Papadopoulos, D., & Hossain, M. M. (2023). Education in the Age of Analytics: Maximizing Student Success Through Big Data-Driven Personalized Learning. Emerging Trends in Machine Intelligence and Big Data, 15(9), 20–36. Retrieved from http://orientreview.com/index.php/etmibd-journal/article/view/19

Abstract

This study explores the profound impact of data analytics on the educational landscape, unveiling the emergence of the Age of Analytics in the realm of education. It provides an in-depth analysis of personalized learning, emphasizing its role as a transformative educational paradigm that holds significant promise for enhancing student success. The integration of big data into personalized learning is a central focus of this paper. It demonstrates how data-driven approaches enable educational institutions to tailor content and experiences to individual students' needs, fostering higher levels of engagement, motivation, and overall achievement.
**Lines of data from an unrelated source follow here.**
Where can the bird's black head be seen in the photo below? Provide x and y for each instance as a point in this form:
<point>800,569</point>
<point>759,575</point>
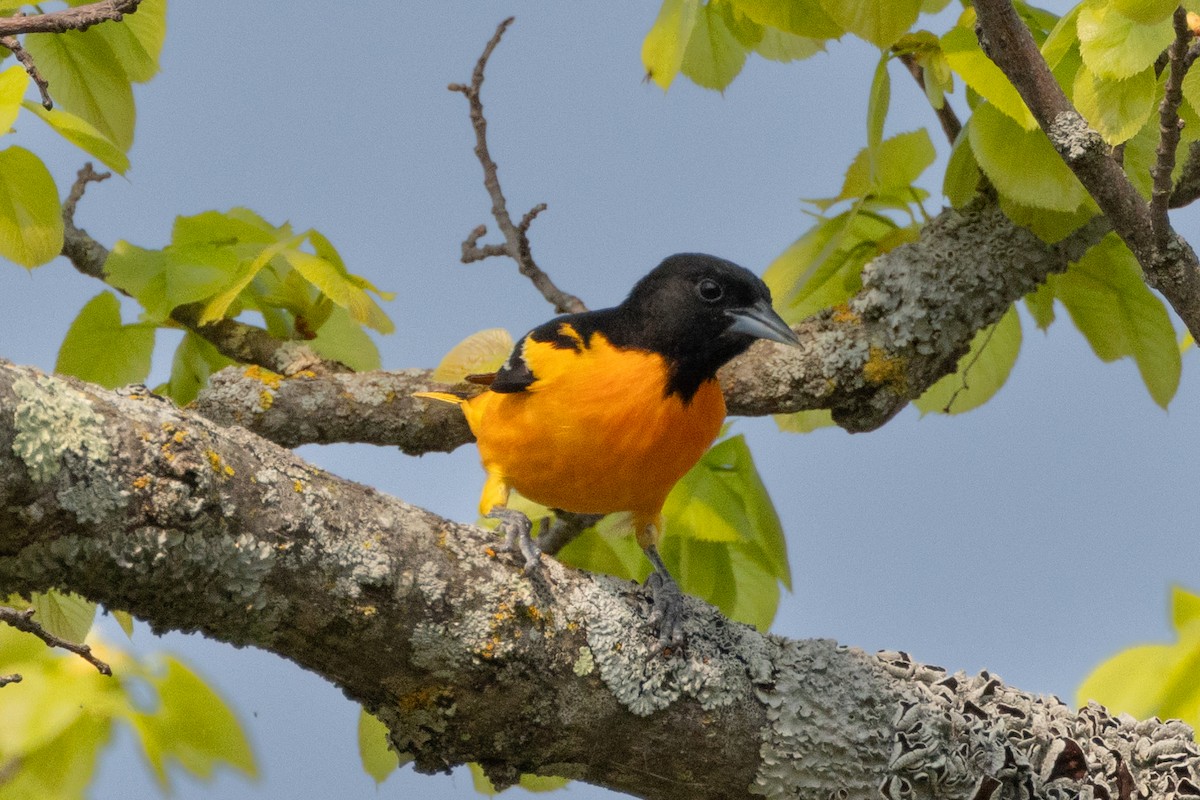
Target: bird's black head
<point>700,312</point>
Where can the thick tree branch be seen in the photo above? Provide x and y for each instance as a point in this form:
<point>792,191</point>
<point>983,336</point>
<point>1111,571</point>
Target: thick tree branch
<point>192,527</point>
<point>234,340</point>
<point>917,313</point>
<point>1168,262</point>
<point>516,239</point>
<point>78,18</point>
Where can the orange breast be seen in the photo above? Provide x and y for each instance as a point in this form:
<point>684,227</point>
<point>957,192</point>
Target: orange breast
<point>594,433</point>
By harnessing the power of data, educators gain the ability to gain real-time insights into student performance, adapt their teaching methods accordingly, and offer timely interventions to prevent students from falling behind. While the prospects of data-driven personalized learning are promising, ethical and practical challenges must be addressed. The paper explores the critical issues of privacy and security, emphasizing the need for stringent data protection measures and transparent governance frameworks. Additionally, it highlights the necessity of robust technological infrastructure to support the effective collection, analysis, and utilization of educational data. Looking forward, the paper provides insights into the future of education in the Age of Analytics. It envisions an educational landscape characterized by increasingly sophisticated personalized learning models, early warning systems to identify at-risk students, and evidence-based decision-making processes. The paper also acknowledges the importance of addressing the digital divide to ensure equitable access to data-driven educational resources.